Les jeunes femmes s'étaient informées à l'hôtel de ville et avaient rempli les documents nécessaires. Les disc-jockeys, la scène et des agents de sécurité étaient réservés. Les billets ont été mis en vente et de 1000 à 2000 personnes étaient attendues. Mais après vérification, la responsable du terrain, propriété de l'église Assemblée chrétienne de la grâce, a réalisé qu'elle ne pouvait avoir de permis pour cet événement.

«On ne savait pas qu'il y avait un règlement, indique Manon Rochefort. On nous l'a dit mardi. C'est dommage pour elles [les organisatrices], car elles sont gentilles. On fait déjà la Famili-Fête ici, mais on a le droit parce que c'est nous qui l'organisons.»

«Aberrant»

D'où vient ce règlement? Le maire de Granby, Pascal Bonin, explique qu'il a été adopté dans la foulée de l'interdiction par le tribunal, en 2013, de permettre la tenue d'une compétition de motocross sur des terres agricoles.
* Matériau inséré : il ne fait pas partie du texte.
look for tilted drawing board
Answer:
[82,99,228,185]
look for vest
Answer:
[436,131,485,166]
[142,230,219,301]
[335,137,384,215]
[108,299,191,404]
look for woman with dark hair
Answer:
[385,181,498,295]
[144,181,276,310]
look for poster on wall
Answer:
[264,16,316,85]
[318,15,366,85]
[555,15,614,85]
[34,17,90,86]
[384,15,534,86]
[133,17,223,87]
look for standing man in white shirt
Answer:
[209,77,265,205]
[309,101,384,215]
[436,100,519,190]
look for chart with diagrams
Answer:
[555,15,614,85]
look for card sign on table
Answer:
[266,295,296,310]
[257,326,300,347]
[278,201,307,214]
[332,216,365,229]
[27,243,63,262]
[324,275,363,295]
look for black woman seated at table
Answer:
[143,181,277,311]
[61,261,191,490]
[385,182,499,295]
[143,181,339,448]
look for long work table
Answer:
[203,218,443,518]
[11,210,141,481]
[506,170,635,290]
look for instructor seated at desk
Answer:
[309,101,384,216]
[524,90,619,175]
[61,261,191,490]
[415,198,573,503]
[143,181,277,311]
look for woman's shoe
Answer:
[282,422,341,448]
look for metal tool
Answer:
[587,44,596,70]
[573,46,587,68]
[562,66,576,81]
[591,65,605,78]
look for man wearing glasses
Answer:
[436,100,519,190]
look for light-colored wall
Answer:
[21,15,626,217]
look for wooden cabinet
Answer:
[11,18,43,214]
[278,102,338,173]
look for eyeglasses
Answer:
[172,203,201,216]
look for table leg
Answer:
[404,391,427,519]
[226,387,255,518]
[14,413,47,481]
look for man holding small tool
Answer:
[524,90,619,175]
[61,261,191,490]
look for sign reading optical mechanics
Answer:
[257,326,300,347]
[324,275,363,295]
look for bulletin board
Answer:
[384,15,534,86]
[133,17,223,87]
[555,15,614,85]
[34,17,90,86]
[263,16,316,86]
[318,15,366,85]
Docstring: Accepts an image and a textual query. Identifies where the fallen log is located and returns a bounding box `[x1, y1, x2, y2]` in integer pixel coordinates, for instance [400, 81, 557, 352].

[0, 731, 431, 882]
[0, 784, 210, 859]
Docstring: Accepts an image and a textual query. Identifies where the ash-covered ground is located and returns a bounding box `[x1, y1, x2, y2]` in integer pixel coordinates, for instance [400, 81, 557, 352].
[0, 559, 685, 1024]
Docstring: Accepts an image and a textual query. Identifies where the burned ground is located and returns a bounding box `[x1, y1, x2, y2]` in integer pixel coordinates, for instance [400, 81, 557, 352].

Il reconnaît que la situation est «aberrante» et place la Ville dans une situation pénible. «La CPTAQ [Commission de protection du territoire agricole du Québec] en a décidé ainsi, dit le maire. On est devant le fait accompli. La Ville ne peut émettre un permis en contradiction avec un jugement. Ce n'est pas la faute de la Ville ou des policiers.»

Le maire de Granby aurait d'ailleurs préféré qu'il n'y ait qu'un après-bal à Granby, à un endroit légal, délimité et supervisé par les policiers afin que ce soit le plus sécuritaire possible. La Ville est même prête à discuter avec de futurs organisateurs afin de fournir le terrain. Le Zoo et le parc Dubuc sont des options.

Mais il est trop tard pour cette année, précise le maire. «Si des gens veulent faire quelque chose l'an prochain, venez me voir, ma porte est toujours ouverte, dit-il. Mais il faut s'y prendre d'avance.»

Les détenteurs de billets pour l'après-bal de JHL seront remboursés, précisent Cynthia Desrochers et Cassandra Tardif.